Avrupa ülkelerinin çoğunda ve ABD’de bulunan ve insanlık tarihinin günümüze kadar gelebilmiş maddi belgelerini ortaya çıkarmayı, korumayı ve incelemeyi amaçlayan Arkeoloji Enstitüleri’nin yüzyılı aşan bir geçmişi vardır. Arkeolojik mirası çok zengin olmasına karşın ülkemizde bu konudaki çalışmalar, özerk bir akademik kuruluş tarafından değil, devlet eliyle, yani, bir bakanlığın bir genel müdürlüğü tarafından sürdürülmektedir. Cumhuriyetimizin kuruluş aşamasında, bunun böyle olması doğaldı. Çünkü kaynaklar kıttı, uzman sayısı çok azdı ve en önemlisi, kültür varlıkları dediğimiz arkeolojik eserler, kimse kendilerine dokunmadığı için, toprak altında en iyi biçimde korunarak, kendilerini bilimsel metodlarla ortaya çıkartacak uzmanları bekliyorlardı.

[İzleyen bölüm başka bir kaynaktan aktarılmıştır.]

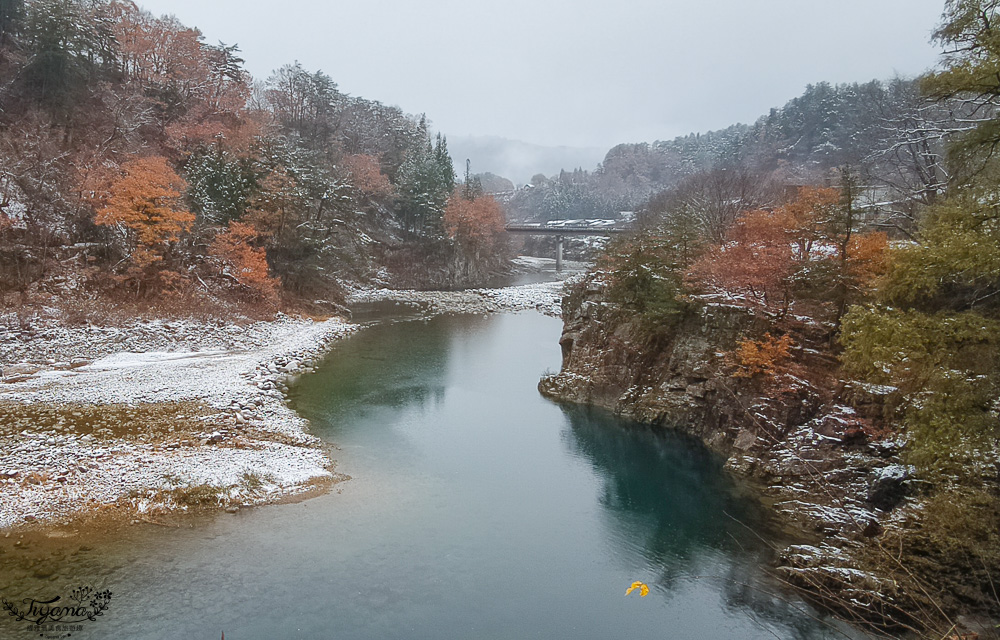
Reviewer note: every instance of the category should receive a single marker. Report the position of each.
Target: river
(475, 509)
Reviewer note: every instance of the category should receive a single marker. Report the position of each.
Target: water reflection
(477, 509)
(667, 498)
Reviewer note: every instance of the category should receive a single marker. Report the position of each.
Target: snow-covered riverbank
(156, 416)
(185, 409)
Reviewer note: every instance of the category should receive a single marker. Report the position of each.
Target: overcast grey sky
(576, 72)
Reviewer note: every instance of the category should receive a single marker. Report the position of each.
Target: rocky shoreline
(839, 486)
(154, 417)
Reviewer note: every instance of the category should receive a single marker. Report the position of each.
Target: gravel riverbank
(155, 416)
(159, 416)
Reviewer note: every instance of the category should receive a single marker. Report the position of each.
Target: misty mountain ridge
(516, 160)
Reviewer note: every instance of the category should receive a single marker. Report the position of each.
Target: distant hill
(884, 130)
(518, 161)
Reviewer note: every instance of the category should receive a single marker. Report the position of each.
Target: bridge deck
(563, 231)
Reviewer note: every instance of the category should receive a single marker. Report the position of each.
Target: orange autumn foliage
(868, 259)
(477, 224)
(245, 263)
(767, 356)
(755, 262)
(806, 215)
(145, 199)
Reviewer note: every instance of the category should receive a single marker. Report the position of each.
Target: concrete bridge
(562, 228)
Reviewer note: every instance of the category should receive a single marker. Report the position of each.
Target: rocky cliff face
(810, 454)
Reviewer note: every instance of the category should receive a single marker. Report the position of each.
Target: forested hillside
(140, 163)
(817, 297)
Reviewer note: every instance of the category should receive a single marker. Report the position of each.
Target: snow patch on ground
(251, 439)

Bütün bu koşullar göz önüne alındığında, uzman sayısı yeterli düzeye ulaşmış, kültür işlerine ayrılabilecek maddi kaynaktan artmış, tarihsel miras konusunda belirli bir bilincin oluşma sürecine girmiş olduğu ülkemizde de artık bir Arkeoloji Enstitüsü’nün kurulma zamanı gelmiştir. İşte bu nedenle, çeşitli üniversitelerimize ve müzelerimize mensup paleoantropologlar, prehistoryacılar, Önasya arkeologları, Klasik arkeologlar, Hititologlar, Sümerologlar, Klasik filologlar ve epigraflar, eskiçağ tarihçileri, restoratör ve mimarlardan, yayınlan ve çalışmaları ile tanınmış altmışı aşkın üyesi ile Türkiye’de ilk kez, ulusal bir arkeoloji enstitüsünün bütün işlevlerini üstlenen bir TÜRK ESKİÇAĞ BİLİMLERİ ENSTİTÜSÜ kurulmuştur. Böylece bir yüzyılı aşkın süredir ülkemizde faaliyet gösteren Alman, İngiliz, Fransız, Hollanda ve İsveç arkeoloji enstitüleri yanında ilk Türk arkeoloji enstitüsü de yerini almış bulunmaktadır.
Enstitümüz, Bakanlar Kurulunun 23.08.2001 gün ve 2001/2989 sayılı kararı ile “Türk Eskiçağ Bilimleri Enstitüsü” adını almıştır.